CHAPITRE II
LIBRE PRESTATION DE SERVICES DE L'ACTIVITÉ
DE VENTES VOLONTAIRES DE MEUBLES
AUX ENCHÈRES PUBLIQUES PAR LES RESSORTISSANTS
DES ETATS MEMBRES DE LA COMMUNAUTÉ EUROPÉENNE
ET DES ÉTATS PARTIES À L'ACCORD
SUR L'ESPACE ÉCONOMIQUE EUROPÉEN

Ce chapitre a pour objet d'ouvrir le marché des ventes volontaires de meubles aux enchères publiques à la concurrence européenne en application du principe de la libre prestation de services . Un ressortissant européen exerçant à titre permanent l'activité de ventes volontaires de meubles aux enchères publiques dans son Etat d'origine pourra ainsi exercer cette activité en France à titre occasionnel, dans les conditions prévues aux articles 21 à 25. Il lui sera également possible de s'installer en France pour pratiquer cette activité à titre permanent, en application du principe de libre établissement , mais il devra alors, comme un ressortissant français, constituer une société de ventes volontaires remplissant l'ensemble des conditions prévues au chapitre Ier.

Il est par ailleurs à noter qu'un étranger non ressortissant d'un Etat membre de la Communauté européenne ou d'un Etat partie à l'accord sur l'Espace économique européen ne pourra pas bénéficier des dispositions du chapitre II pour exercer à titre occasionnel l'activité de ventes volontaires de meubles aux enchères publiques en France.

Article 21
Déclaration de la prestation de services
au conseil des ventes volontaires de meubles
aux enchères publiques

Cet article ouvre aux ressortissants européens qui exercent à titre permanent l'activité de ventes volontaires de meubles aux enchères publiques dans leur Etat d'origine, la possibilité d'accomplir cette activité professionnelle en France à titre occasionnel, sous la condition d'une déclaration préalable au conseil des ventes volontaires de meubles aux enchères publiques.

Il répond ainsi à l'exigence de mise en conformité du droit français avec le droit communautaire au regard du principe de la libre prestation de services posé par les articles 59 et 60 du traité instituant la Communauté européenne.

*

Sans revenir sur les différentes étapes de la procédure engagée par la commission européenne à l'encontre de la France sur ce dossier 44( * ) , on rappellera seulement à cet égard que la Commission, saisie d'une plainte de la société Sotheby's confrontée au refus des autorités françaises de l'autoriser à procéder à des ventes aux enchères sur le territoire français, a estimé dans une lettre de mise en demeure au Gouvernement français datée du 10 mars 1995, puis dans un avis motivé du 10 août 1998 45( * ) , que la République française avait manqué aux obligations qui lui incombaient en vertu de l'article 59 du traité de Rome tel qu'interprété par la jurisprudence de la Cour de justice européenne.

Selon cette jurisprudence (cf. notamment les arrêts " Guides touristiques d'Espagne " du 22 mars 1994 et " Gebhard " du 30 novembre 1995), les règles relatives à la libre prestation de services visent la situation de celui qui se déplace d'un Etat membre dans un autre, non pour s'y établir, mais pour exercer son activité à titre temporaire.
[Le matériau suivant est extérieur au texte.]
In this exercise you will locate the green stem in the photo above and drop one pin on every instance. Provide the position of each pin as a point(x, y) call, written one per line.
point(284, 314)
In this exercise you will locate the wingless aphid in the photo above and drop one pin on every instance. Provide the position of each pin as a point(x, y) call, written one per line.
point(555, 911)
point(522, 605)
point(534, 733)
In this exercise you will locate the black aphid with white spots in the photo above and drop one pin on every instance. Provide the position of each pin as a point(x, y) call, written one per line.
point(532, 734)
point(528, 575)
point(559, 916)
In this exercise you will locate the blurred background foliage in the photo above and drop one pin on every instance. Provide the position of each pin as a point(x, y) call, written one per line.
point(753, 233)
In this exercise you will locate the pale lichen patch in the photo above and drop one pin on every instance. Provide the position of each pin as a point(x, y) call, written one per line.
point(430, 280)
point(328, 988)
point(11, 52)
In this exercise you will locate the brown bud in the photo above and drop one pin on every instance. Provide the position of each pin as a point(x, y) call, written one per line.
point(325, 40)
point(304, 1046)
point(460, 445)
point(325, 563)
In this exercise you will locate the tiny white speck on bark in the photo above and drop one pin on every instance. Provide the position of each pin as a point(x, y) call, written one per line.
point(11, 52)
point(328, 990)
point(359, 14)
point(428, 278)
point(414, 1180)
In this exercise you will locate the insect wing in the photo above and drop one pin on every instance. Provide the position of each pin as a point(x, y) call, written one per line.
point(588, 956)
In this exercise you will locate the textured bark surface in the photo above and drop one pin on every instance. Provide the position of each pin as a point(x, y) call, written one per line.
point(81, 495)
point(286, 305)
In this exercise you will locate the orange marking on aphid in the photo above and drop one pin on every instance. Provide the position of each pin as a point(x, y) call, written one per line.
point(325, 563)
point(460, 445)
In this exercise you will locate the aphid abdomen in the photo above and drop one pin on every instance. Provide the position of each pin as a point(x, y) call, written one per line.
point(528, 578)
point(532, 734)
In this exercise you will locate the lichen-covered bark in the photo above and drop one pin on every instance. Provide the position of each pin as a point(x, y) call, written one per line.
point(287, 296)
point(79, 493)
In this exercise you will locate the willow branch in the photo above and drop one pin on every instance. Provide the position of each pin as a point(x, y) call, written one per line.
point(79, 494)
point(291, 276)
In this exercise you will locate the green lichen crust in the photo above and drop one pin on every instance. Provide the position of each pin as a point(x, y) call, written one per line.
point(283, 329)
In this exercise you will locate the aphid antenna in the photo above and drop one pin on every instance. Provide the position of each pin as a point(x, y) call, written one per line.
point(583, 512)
Lorsque l'accès à une activité spécifique, ou l'exercice de celle-ci, est subordonné dans l'Etat membre d'accueil à certaines conditions, le ressortissant d'un autre Etat membre, entendant exercer cette activité, doit en principe y répondre. Ces conditions peuvent notamment consister en l'obligation de posséder certains diplômes, d'adhérer à un organisme professionnel, de se soumettre à certaines règles professionnelles ou de se plier à une réglementation relative à l'utilisation des titres professionnels. Encore faut-il, aux termes de l'arrêt Gebhard, que les mesures nationales susceptibles de gêner ou de rendre moins attrayant l'exercice des libertés fondamentales garanties par le traité remplissent quatre conditions, à savoir : application non discriminatoire, justification par des raisons impérieuses d'intérêt général, caractère propre à garantir la réalisation de l'objectif poursuivi et limitation à ce qui est nécessaire pour atteindre ledit objectif.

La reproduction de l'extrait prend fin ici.